Cleveland Row

Names

  • Cleveland Row

Street/Area/District

  • Cleveland Row

Maps & Views

Descriptions

from A Topographical Dictionary of London and Its Environs, by James Elmes (1831)

Cleveland-Row, St. James's, is the west continuation of Pall-Mall, facing the Palace, and extending from St. James's-street to the Stable-yard in the Palace.

from Lockie's Topography of London, by John Lockie (1810)

Cleveland-Row, St. James's,—the W. continuation of Pall-mall, fronting the Palace, extending from St. James's st. to the Stable-yard.

from London Past and Present: Its History, Associations, and Traditions, by Henry Benjamin Wheatley and Peter Cunningham (1891)

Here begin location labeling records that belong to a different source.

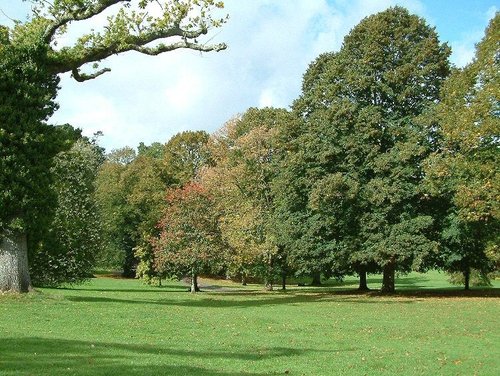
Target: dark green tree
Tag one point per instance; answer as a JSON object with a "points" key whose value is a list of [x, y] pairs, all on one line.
{"points": [[463, 171], [184, 156], [360, 109], [66, 250], [245, 155], [30, 64]]}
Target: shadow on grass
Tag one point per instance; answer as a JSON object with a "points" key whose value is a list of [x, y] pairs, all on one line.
{"points": [[142, 289], [247, 299], [43, 356]]}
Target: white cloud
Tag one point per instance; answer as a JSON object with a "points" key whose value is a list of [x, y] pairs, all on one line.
{"points": [[271, 43]]}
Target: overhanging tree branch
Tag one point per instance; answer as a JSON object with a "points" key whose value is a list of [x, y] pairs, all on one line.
{"points": [[180, 25]]}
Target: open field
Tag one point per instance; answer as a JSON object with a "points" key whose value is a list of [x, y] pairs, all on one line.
{"points": [[121, 327]]}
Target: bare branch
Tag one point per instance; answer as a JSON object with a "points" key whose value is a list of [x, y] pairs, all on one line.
{"points": [[153, 51], [79, 15], [180, 26], [81, 77]]}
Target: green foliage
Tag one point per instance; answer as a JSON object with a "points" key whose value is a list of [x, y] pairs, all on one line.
{"points": [[152, 331], [67, 249], [349, 190], [463, 172], [184, 156], [131, 194], [190, 241], [245, 155], [27, 143]]}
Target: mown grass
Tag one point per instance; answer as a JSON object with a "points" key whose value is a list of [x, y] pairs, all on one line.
{"points": [[121, 327]]}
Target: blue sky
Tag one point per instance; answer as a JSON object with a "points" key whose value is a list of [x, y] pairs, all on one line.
{"points": [[271, 43]]}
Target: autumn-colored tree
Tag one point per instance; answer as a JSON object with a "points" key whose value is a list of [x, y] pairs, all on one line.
{"points": [[360, 109], [65, 251], [30, 64], [184, 156], [190, 241], [244, 155]]}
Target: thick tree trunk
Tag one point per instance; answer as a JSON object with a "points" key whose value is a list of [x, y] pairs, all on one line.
{"points": [[316, 279], [194, 283], [389, 277], [467, 278], [363, 285], [14, 272]]}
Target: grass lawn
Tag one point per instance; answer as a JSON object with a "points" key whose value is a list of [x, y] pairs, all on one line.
{"points": [[121, 327]]}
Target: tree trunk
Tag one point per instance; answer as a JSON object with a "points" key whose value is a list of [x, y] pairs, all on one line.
{"points": [[363, 285], [14, 272], [194, 282], [388, 279], [467, 278], [316, 279]]}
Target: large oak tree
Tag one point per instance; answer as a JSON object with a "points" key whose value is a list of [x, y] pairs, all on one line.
{"points": [[361, 147], [30, 64]]}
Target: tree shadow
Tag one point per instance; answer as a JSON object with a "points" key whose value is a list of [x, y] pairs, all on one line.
{"points": [[44, 356], [246, 299]]}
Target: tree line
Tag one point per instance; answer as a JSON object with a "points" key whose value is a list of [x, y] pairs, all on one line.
{"points": [[386, 163]]}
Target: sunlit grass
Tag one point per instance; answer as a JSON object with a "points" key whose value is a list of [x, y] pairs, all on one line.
{"points": [[121, 327]]}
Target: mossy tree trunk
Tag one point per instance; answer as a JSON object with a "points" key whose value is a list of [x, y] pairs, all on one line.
{"points": [[14, 272], [467, 278], [363, 284], [389, 277]]}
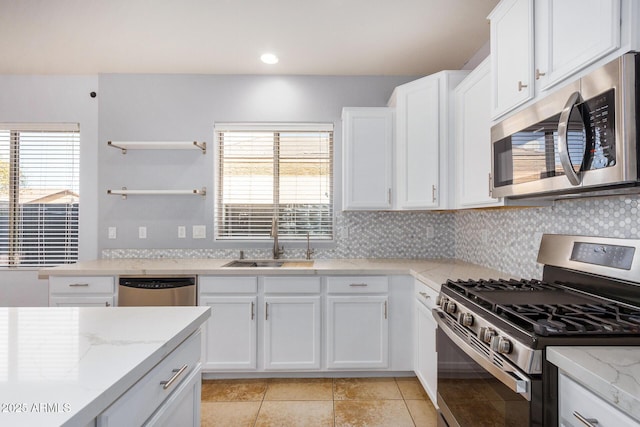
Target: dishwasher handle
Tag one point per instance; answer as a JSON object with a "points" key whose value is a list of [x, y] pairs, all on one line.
{"points": [[157, 282]]}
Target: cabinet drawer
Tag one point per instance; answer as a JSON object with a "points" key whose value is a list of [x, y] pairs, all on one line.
{"points": [[425, 295], [228, 284], [146, 396], [288, 284], [574, 398], [357, 284], [81, 284]]}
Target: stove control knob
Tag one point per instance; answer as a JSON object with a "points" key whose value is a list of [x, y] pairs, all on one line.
{"points": [[451, 307], [466, 319], [504, 346], [501, 345], [487, 334]]}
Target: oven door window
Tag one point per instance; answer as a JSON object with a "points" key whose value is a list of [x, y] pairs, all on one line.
{"points": [[470, 396], [599, 113]]}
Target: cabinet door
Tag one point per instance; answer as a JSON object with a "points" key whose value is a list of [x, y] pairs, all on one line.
{"points": [[473, 139], [512, 55], [426, 361], [230, 333], [81, 301], [182, 407], [357, 332], [367, 158], [576, 400], [571, 34], [418, 137], [292, 332]]}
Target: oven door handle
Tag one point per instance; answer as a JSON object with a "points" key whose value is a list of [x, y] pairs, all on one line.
{"points": [[508, 374]]}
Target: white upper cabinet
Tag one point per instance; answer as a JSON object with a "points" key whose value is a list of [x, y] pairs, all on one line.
{"points": [[424, 140], [512, 55], [367, 143], [571, 34], [473, 139], [536, 45]]}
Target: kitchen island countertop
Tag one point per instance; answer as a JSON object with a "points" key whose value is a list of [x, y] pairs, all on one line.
{"points": [[64, 366], [610, 372], [432, 272]]}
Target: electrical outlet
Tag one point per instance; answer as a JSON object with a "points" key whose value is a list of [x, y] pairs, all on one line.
{"points": [[199, 232], [430, 234]]}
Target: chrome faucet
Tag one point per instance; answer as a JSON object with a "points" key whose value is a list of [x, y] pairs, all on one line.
{"points": [[309, 250], [277, 250]]}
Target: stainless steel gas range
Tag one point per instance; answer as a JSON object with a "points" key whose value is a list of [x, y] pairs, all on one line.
{"points": [[492, 334]]}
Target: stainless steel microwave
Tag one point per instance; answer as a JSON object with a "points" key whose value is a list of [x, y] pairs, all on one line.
{"points": [[580, 140]]}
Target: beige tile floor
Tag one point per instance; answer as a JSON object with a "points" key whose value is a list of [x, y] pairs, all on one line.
{"points": [[339, 402]]}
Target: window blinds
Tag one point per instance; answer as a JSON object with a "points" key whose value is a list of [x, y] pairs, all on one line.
{"points": [[284, 171], [39, 194]]}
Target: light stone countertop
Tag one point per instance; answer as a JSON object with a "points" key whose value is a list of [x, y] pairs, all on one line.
{"points": [[613, 373], [64, 366], [432, 272]]}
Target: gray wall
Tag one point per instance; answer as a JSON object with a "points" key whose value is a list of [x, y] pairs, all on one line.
{"points": [[186, 107], [508, 239]]}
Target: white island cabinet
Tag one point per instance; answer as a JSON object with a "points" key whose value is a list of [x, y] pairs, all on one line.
{"points": [[87, 366], [357, 322], [230, 335], [81, 291], [367, 143]]}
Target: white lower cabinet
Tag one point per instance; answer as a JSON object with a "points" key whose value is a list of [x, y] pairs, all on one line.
{"points": [[230, 334], [166, 394], [426, 358], [576, 402], [307, 323], [357, 332], [81, 291]]}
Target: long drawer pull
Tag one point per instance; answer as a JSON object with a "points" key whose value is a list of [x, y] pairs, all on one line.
{"points": [[166, 384], [589, 422]]}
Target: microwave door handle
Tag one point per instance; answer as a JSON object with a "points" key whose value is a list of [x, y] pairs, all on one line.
{"points": [[563, 139]]}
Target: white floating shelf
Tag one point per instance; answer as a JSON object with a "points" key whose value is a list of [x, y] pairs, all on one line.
{"points": [[158, 145], [125, 192]]}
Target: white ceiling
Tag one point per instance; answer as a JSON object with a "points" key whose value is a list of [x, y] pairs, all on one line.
{"points": [[322, 37]]}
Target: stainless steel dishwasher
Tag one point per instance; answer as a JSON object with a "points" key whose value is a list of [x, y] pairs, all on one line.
{"points": [[156, 291]]}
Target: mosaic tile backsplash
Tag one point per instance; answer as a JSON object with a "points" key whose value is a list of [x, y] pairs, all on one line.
{"points": [[503, 239], [508, 239]]}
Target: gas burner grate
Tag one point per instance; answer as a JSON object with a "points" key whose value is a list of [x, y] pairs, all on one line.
{"points": [[574, 319], [470, 286]]}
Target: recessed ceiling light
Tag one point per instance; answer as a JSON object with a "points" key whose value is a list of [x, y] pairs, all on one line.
{"points": [[269, 58]]}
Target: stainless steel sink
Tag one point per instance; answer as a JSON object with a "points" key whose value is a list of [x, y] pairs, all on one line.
{"points": [[255, 263], [265, 263]]}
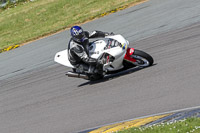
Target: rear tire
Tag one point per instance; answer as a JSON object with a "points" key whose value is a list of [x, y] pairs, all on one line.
{"points": [[142, 59], [95, 77]]}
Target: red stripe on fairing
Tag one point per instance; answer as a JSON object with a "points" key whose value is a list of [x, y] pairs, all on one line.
{"points": [[128, 54]]}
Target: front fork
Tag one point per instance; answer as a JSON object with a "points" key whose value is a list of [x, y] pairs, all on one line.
{"points": [[129, 52]]}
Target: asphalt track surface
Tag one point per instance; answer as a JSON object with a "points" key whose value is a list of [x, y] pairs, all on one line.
{"points": [[37, 97]]}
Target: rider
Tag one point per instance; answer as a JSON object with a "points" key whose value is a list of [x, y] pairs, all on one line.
{"points": [[78, 49]]}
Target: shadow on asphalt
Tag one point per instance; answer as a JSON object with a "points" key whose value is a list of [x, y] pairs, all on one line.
{"points": [[114, 75]]}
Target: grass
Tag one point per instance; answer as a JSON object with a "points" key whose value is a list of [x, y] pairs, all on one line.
{"points": [[31, 20], [190, 125]]}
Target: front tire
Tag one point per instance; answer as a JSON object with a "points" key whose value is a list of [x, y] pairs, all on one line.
{"points": [[142, 59]]}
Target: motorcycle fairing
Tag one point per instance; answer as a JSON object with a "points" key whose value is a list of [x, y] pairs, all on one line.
{"points": [[62, 58]]}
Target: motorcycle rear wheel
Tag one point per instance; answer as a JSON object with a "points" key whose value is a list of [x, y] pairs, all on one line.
{"points": [[142, 59]]}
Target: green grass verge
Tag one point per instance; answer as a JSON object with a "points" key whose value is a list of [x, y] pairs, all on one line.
{"points": [[190, 125], [31, 20]]}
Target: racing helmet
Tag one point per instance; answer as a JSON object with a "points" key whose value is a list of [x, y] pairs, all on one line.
{"points": [[77, 34]]}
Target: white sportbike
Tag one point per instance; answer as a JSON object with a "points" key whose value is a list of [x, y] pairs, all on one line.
{"points": [[115, 54]]}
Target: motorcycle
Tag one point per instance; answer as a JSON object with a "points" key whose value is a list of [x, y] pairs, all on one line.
{"points": [[113, 51]]}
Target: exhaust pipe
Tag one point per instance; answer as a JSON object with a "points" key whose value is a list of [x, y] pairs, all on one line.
{"points": [[77, 75]]}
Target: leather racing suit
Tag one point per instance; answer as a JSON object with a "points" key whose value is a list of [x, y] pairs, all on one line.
{"points": [[78, 53]]}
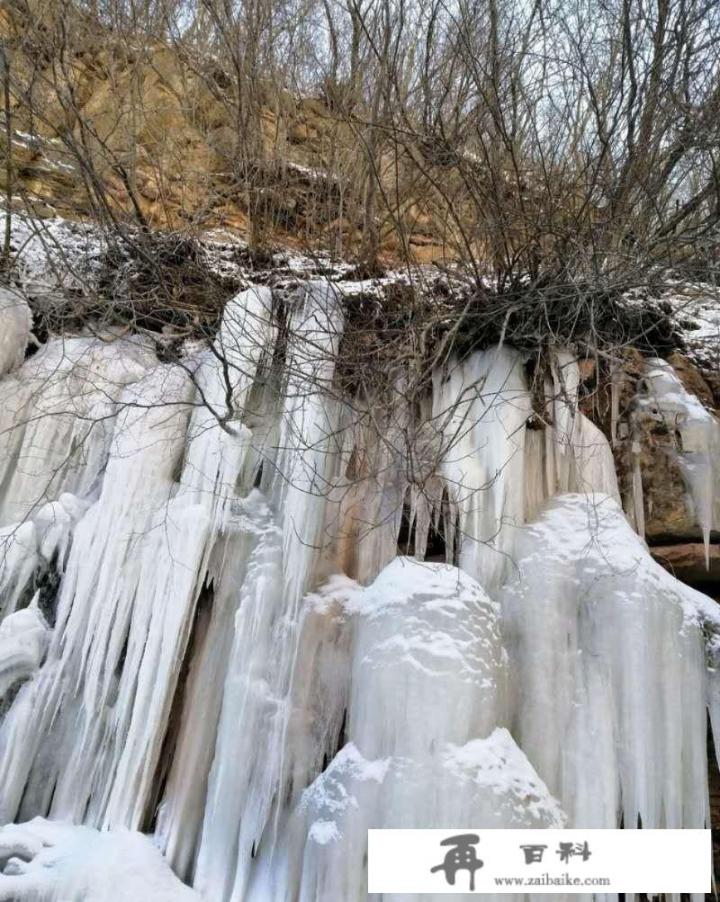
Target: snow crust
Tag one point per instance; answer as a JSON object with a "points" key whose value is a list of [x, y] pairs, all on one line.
{"points": [[55, 862]]}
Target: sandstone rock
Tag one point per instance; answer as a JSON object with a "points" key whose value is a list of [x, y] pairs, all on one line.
{"points": [[687, 563]]}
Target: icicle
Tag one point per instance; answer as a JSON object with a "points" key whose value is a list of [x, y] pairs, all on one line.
{"points": [[667, 399], [247, 782], [56, 419], [481, 407], [610, 661]]}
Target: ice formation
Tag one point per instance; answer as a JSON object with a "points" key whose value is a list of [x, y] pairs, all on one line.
{"points": [[697, 434], [45, 861], [206, 632]]}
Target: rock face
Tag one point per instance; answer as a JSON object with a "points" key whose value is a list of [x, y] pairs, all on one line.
{"points": [[689, 564], [668, 450]]}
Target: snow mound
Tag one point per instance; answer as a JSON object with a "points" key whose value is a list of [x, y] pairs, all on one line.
{"points": [[424, 749], [44, 861], [23, 642]]}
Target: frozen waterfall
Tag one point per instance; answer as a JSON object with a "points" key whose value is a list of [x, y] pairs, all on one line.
{"points": [[207, 633]]}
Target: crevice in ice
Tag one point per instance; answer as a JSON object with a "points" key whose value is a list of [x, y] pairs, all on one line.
{"points": [[178, 711]]}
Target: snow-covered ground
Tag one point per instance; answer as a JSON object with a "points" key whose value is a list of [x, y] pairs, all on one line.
{"points": [[54, 862]]}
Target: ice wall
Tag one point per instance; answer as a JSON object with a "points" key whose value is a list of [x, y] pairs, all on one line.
{"points": [[663, 397], [183, 651], [609, 656]]}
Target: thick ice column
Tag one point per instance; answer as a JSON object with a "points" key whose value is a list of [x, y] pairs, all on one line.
{"points": [[15, 325], [248, 782], [52, 862], [35, 546], [424, 748], [480, 407], [608, 658], [428, 665], [569, 453], [56, 419], [99, 700], [666, 399]]}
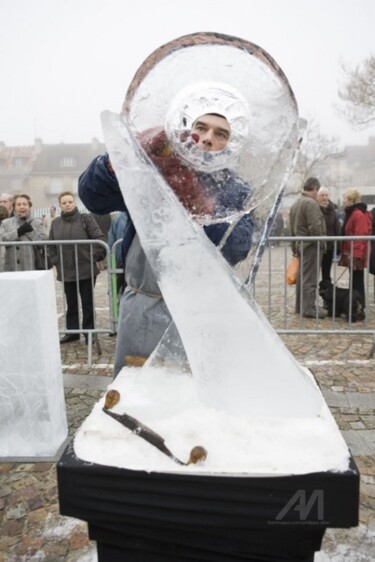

Cleveland Row, St. James's, the passage in front of St. James's Palace, forming the continuation westward of Pall Mall. Mason, the poet, in 1767 brought his bride to Cleveland Row. He writes to Gray (February 2), "We have changed our lodgings, and are to be found at Mr. Mennis's, a tailor, at the Golden Ball in Cleveland Row, the last door but one nearest the Green Park Wall." When Henry Flood, the Irish orator, held a seat in the British House of Commons (1784) he resided in Cleveland Row. Admiral Sir Sidney Smith was living here in 1809. In 1827 Theodore Hook, encouraged by the success of the John Bull, hired a large house in Cleveland Row from Lord Lowther, at £200 a year, and borrowed two or three thousand pounds to lay out in furniture. This was just outside what he describes as "The real London—the space between Pall Mall on the south and Piccadilly on the north, St. James's Street on the west and the Opera House on the east."